Florida A&M athletic director Kellen Winslow has been opened about the school’s financial woes since taking over the job in April.
In a report by a college consulting firm detailing FAMU’s so-called inefficiencies, it suggests that the school consider moving to the SWAC in an effort to reduce athletic operation costs.
The 149-page report, which was prepared last fall for former interim AD Michael Smith, details many of the obvious problems that plague FAMU’s athletic department.
It also recommends that FAMU consider changing conference to the SWAC, suggesting that such a move would reduce the cost of travel.

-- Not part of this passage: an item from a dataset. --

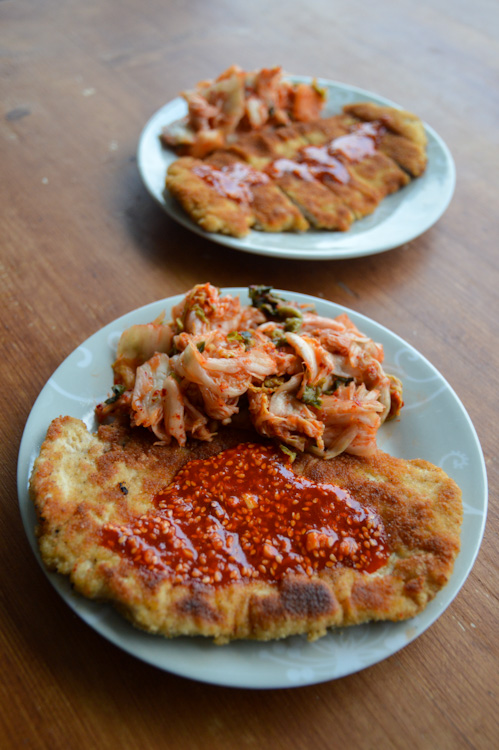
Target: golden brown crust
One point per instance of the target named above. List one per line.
(292, 202)
(212, 211)
(77, 486)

The recommendations in the Collegiate Consulting Report have been mentioned by Winslow several times but never discussed publicly in detail.
On average, the report said, Mid-Eastern Athletic Conference schools are 700 miles from Tallahassee compared to the average of 518 miles for schools in the SWAC.
Further illustrating its point, the consulting group noted the difference in budgets between the 10-team SWAC programs and the 11 schools in the MEAC.
SWAC programs average an athletic budget of $6.96 million, compared to the average of $8.6 in the MEAC.
FAMU’s athletic budget at the time the report was being prepared was $11 million.
During a public meeting in June, Winslow described the athletic department as being “broken” and maintained that the only way the school could rebound is to “tear it down, start over build it the right way.”
“We all know what happens to a house that doesn’t sit on a strong foundation,” he said. “It doesn’t hold up to pressure. So let’s strip it down, restructure it in a way that it should be done so we can get the value of FAMU athletics that we’re supposed to.”